洋上風力発電所の観光地化・観光資源としての活用【漁業不振が促す】

洋上風力発電所の風車

洋上風力発電所のメリット

脱炭素化の切り札として、洋上風力発電に期待が集まっています。

そんな洋上風力発電には、次の2つのメリットがあるとされています。

  1. 陸上に比べて大きな風力を持続的に得られるため、安定的に大きな電力供給が可能になる
  2. 洋上であるため、騒音や万が一の際の人的被害リスクが低く、設置場所の確保がしやすい

しかしそれ以外にも、海上に巨大な風車が多数建設されることによって、「観光地化」できるメリットが挙げられます。

洋上風力発電所の観光ツアー【イギリスの場合】

イギリスでは、近年再生可能エネルギーの割合が急激に上昇しています。

2020年8月13日付の東京新聞の「<地球異変>風前の英石炭火力、再生エネルギー急成長」と題した記事によれば、2010年には石炭による発電割合が28%、再生可能エネルギーの発電割合が10%以下だったのに対して、2020年には石炭は3.8%まで低下し、再生可能エネルギーが47%と完全に逆転しています。

その再生可能エネルギーのうち、32.3%が洋上風力発電によるものであり、31.5%の陸上風力発電よりも上回っています

このように、国土が海で囲まれ強風も吹くイギリスでは、急速に洋上風力発電の推進に舵を切っているのですが、その結果として新しいビジネスが誕生しています。

それが、「洋上風力発電の観光ツアー」です。

ツアー客は小型ボートに乗り込み、洋上風力発電所周辺を周遊するもののようです。

英南東部・ブライトン沖で、116基もの巨大な風車を有するランピオン洋上風力発電所が稼働したことによって、

見学ツアーガイドのポール・ダイアーさん(56)は「洋上風力発電への関心の高まりでツアーは盛況。

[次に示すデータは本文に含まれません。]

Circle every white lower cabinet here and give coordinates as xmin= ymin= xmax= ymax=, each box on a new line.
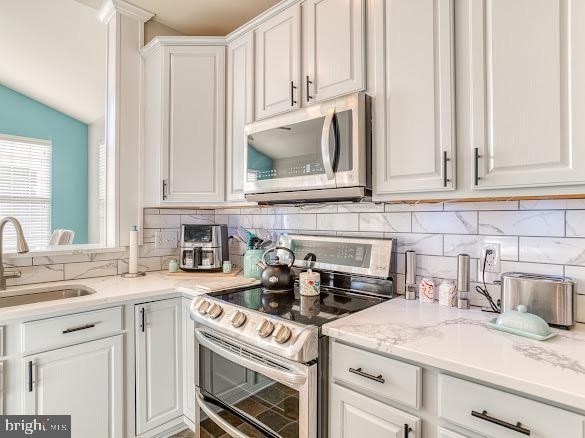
xmin=182 ymin=298 xmax=196 ymax=423
xmin=437 ymin=427 xmax=466 ymax=438
xmin=134 ymin=298 xmax=183 ymax=435
xmin=438 ymin=375 xmax=585 ymax=438
xmin=329 ymin=383 xmax=420 ymax=438
xmin=23 ymin=335 xmax=124 ymax=438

発電所は街の自慢さ」とほほ笑んだ。

2020年8月13日付の東京新聞

とあるほど、観光資源としての活用も盛んになっているようです。

洋上風力発電の観光資源としての期待感【日本の場合】

デンマーク コペンハーゲンの洋上風力発電所の風車

イギリスと同様に、国土が海で囲まれる日本の場合はどうでしょうか?

これまで日本の洋上風力が普及しなかった要因の一つが、漁業権との共存の難しさにあったようです。

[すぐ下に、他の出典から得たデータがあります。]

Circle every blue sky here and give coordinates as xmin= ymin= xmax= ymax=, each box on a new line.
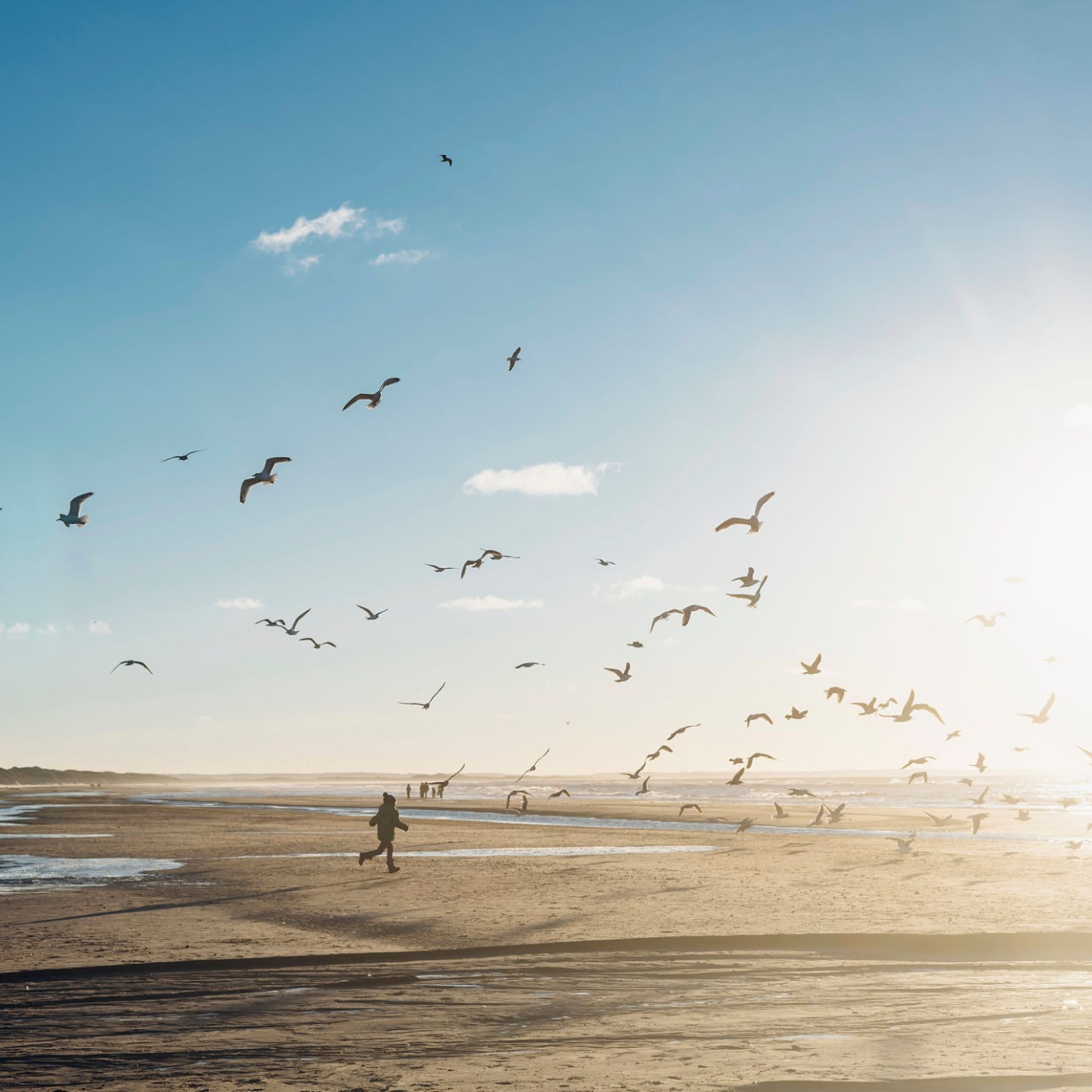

しかし、2020年8月4日付の日本経済新聞の「洋上風力 漁業不振が促す」と題した記事にあるように、漁獲量は年々減少し漁業を取り巻く環境が厳しさを増す中、前向きな漁協も現れてきており、「海上に風車ができれば修繕管理や観光など関連の産業が生まれる」という期待感があるとのこと。

まさに、イギリスの場合と同様の経済波及効果を期待する声があるようです。

近年では、日本でも多数の洋上風力発電所の建設計画が報じられるようになりましたが、洋上風力発電の観光地化は日本に根付くでしょうか?観光地化できるほどの魅力を備えたものになるでしょうか?

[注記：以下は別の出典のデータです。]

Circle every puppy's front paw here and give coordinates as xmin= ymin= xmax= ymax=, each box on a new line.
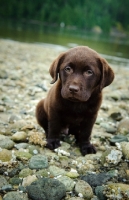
xmin=80 ymin=143 xmax=96 ymax=156
xmin=46 ymin=138 xmax=60 ymax=150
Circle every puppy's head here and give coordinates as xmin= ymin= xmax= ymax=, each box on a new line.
xmin=49 ymin=46 xmax=114 ymax=102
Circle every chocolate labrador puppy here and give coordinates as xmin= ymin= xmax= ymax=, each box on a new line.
xmin=36 ymin=46 xmax=114 ymax=155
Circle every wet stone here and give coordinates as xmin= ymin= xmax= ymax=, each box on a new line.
xmin=29 ymin=154 xmax=48 ymax=169
xmin=27 ymin=178 xmax=66 ymax=200
xmin=0 ymin=138 xmax=15 ymax=149
xmin=75 ymin=180 xmax=93 ymax=200
xmin=3 ymin=192 xmax=28 ymax=200
xmin=81 ymin=172 xmax=111 ymax=187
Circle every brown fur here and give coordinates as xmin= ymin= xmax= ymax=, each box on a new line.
xmin=36 ymin=46 xmax=114 ymax=155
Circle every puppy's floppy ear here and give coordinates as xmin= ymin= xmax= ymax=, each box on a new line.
xmin=49 ymin=53 xmax=65 ymax=84
xmin=100 ymin=58 xmax=114 ymax=91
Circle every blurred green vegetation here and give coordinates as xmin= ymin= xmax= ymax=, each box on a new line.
xmin=0 ymin=0 xmax=129 ymax=33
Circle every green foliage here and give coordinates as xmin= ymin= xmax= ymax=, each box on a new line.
xmin=0 ymin=0 xmax=129 ymax=32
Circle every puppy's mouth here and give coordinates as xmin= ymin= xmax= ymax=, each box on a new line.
xmin=68 ymin=97 xmax=80 ymax=102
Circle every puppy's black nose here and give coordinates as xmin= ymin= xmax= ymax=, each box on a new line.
xmin=69 ymin=85 xmax=79 ymax=93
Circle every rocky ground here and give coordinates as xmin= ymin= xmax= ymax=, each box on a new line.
xmin=0 ymin=40 xmax=129 ymax=200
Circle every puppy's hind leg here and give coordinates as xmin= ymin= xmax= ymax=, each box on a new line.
xmin=36 ymin=100 xmax=48 ymax=135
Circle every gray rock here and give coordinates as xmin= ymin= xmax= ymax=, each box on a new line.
xmin=117 ymin=118 xmax=129 ymax=135
xmin=69 ymin=197 xmax=84 ymax=200
xmin=29 ymin=154 xmax=48 ymax=169
xmin=14 ymin=143 xmax=28 ymax=149
xmin=9 ymin=115 xmax=21 ymax=123
xmin=3 ymin=192 xmax=28 ymax=200
xmin=12 ymin=131 xmax=27 ymax=142
xmin=57 ymin=176 xmax=75 ymax=191
xmin=100 ymin=122 xmax=117 ymax=133
xmin=1 ymin=184 xmax=13 ymax=192
xmin=75 ymin=180 xmax=93 ymax=200
xmin=27 ymin=178 xmax=66 ymax=200
xmin=110 ymin=134 xmax=128 ymax=144
xmin=120 ymin=142 xmax=129 ymax=160
xmin=0 ymin=176 xmax=8 ymax=188
xmin=0 ymin=138 xmax=15 ymax=149
xmin=95 ymin=186 xmax=107 ymax=200
xmin=81 ymin=172 xmax=111 ymax=187
xmin=48 ymin=165 xmax=66 ymax=176
xmin=19 ymin=168 xmax=33 ymax=178
xmin=9 ymin=177 xmax=22 ymax=185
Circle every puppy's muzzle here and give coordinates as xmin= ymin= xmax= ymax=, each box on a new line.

日本におけるこれまでの風力発電の観光・見学は、陸上に建設された風車を各々が自分で見に行く、というスタイルが多く、ビジネスとしての取り組みはほとんど無かったのではないかと思います。

しかし洋上風力となれば、現地である程度人数を募ったのちに船やボートを手配し、ツアーのような形を組む必要があります。

イギリスではそういった取り組みがビジネスとして成立しているようですが、日本でも十分に可能性があるのではないでしょうか

より多くの方が風力発電に興味をもって、いつか日本でも洋上風力発電所の見学ツアーが一般的になる日を期待したいと思います。